Slavery was abolished in 1865, granting freedom to over 3 million African-Americans. The 13th amendment was passed by the US Congress on January 31st of the same year releasing the once enslaved population. The significance of that event seems daunting, as it is painful. The idea of people living in servitude is unfathomable to the majority of us. This type of inhumane treatment is likely to leave a trail of anguish and resentment for those owning its ancestry. Pain that has been passed from generation to generation without true healing being achieved.
If for a moment, we can think about the lives of those imprisoned physically, mentally, socially, and emotionally: Try to form a picture of a time in America when hate for the color of the skin emboldened humans to condemn others to a life of bondage because they looked different. Forcing anyone into inferiority is enough to bring heaviness to hearts, tears to our eyes, and to have us question humanity. Many Americans don’t even bother to delve into this painful history, choosing denial, guilt, or ignorance instead. But understanding the impact of such calamity is the first step in learning how the past has shaped our society, still affecting it today.

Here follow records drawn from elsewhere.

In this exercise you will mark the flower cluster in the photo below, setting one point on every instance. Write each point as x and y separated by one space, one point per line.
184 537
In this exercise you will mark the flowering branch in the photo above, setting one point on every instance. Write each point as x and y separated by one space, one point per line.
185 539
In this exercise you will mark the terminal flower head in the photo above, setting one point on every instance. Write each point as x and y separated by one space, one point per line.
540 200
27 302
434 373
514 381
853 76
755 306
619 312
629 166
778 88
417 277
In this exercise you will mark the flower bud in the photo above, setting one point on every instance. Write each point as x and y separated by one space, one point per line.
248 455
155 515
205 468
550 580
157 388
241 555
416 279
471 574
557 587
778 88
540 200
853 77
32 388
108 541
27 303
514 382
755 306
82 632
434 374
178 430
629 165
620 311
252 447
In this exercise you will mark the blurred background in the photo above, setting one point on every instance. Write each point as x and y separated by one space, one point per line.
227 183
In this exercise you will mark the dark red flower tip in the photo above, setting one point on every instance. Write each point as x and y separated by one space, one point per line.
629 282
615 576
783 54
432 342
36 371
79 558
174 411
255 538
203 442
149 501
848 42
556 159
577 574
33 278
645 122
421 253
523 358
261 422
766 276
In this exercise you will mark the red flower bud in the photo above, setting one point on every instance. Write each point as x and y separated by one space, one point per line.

Now, just imagine taking on the complicated task of explaining racism in America to a child. How do you have a conversation with your children about racism in America?
Our nation had years of silent acceptance, even hope, while Barack Obama served two terms as the Commander in Chief. Children of minorities were finally seeing a presidential family that looked like their own. The epic time provided a visual of what is possible for African-Americans or Latinos who are of darker skin. Today’s America looks very different than it did five years ago. Sadly, it’s almost as if we are regressing to a period when society was divided by color. Could it be that the underlying racism never really left? The tensions brought on by endless sarcastic and derogatory comments, along with tasteless jokes expressed on Twitter from time to time, can fuel behaviors that encourage bias, against people who look, act, or speak in a way that the majority — or at least the loudest voices — deem inferior. It is challenging to teach your children about respect and compassion while the world around them demonstrates the opposite — but we must do so.

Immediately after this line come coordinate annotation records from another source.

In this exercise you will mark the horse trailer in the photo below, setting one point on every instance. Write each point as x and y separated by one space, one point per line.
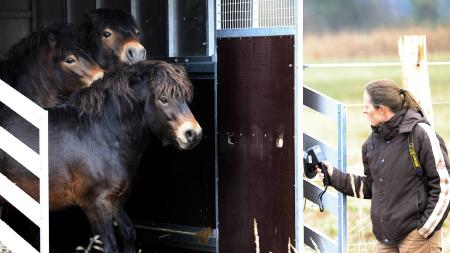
242 188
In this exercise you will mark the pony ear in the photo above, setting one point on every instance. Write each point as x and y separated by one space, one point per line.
51 40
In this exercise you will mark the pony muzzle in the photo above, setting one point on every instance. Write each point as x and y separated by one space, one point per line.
133 52
189 134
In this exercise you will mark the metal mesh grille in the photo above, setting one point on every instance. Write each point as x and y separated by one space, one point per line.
238 14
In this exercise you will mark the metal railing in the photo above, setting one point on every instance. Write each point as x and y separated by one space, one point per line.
335 204
36 163
254 17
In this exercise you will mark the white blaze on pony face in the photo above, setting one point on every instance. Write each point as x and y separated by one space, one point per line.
188 132
87 70
132 52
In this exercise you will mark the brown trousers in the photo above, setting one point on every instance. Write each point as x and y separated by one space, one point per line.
414 243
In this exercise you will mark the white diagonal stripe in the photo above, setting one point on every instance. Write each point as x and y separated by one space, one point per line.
444 196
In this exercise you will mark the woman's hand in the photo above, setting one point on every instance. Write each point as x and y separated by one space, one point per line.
328 166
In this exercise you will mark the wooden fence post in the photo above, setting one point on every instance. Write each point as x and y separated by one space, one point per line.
413 57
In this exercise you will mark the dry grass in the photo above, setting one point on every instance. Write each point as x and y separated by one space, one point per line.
378 43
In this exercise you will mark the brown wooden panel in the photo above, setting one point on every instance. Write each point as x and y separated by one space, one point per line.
256 178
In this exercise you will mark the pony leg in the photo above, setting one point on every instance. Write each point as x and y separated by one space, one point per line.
100 217
126 228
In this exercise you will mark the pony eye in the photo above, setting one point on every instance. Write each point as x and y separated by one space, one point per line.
69 60
106 34
163 100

Talking to your children about racism is not easy; however, it is necessary. Educating our children about the history of racism is as important as teaching them about different cultures, beliefs, and ideologies. Knowledge really is power and having all the information helps them create a well-rounded view of real life. As parents, it is our responsibility to ensure they have the facts to make good decisions. We don’t want them following the herd, going with what everyone else is doing.
Instead, we prepare them to stand their ground on the things that matter. Explaining to our kids that treating everyone with kindness, respect and allowing an open mind to bypass personal judgments is an improved way of tackling racism. Encouraging questions, as well as conversations that touch on the hard topics, has to happen in the home. Sweeping current events or shutting down their curiosity for world events will not help them long term.

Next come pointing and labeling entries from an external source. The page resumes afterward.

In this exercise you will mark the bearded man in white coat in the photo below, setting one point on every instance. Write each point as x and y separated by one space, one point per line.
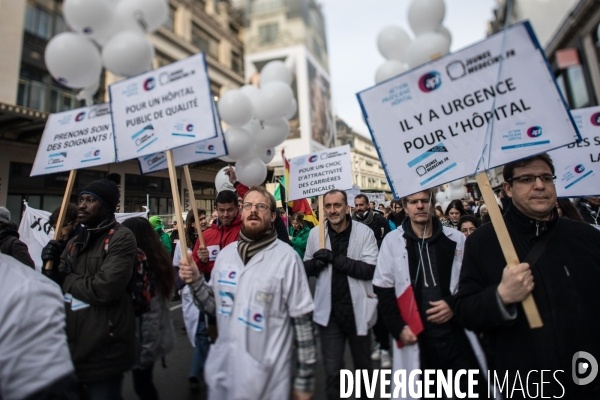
415 280
259 293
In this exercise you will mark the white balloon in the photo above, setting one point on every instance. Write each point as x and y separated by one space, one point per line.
275 71
144 16
235 108
440 197
392 42
272 133
389 69
446 32
426 15
222 181
92 18
426 47
273 101
265 154
289 114
251 171
238 141
128 53
73 60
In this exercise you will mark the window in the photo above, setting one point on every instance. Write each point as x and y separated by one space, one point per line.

As a parent of a teenager, I have come to realize the best way to discuss racism or any other serious topic with my child is to open the forum. Seek neutral ground, bring up difficult topics, and pick their brain about how they feel on the subject. They have an opinion, sometimes influenced by what they may see or hear at home, on television, in print, on social media, or in social settings. The biggest favor we can do for them is to empower them with the proper information so they can think for themselves. Whether your child has an inquisitive mind or looks to explore individual thoughts, never be afraid to open up an honest dialogue. Racism cannot be erased, but maybe by instilling a droplet of good faith and education in each of our children, we can promote more healing.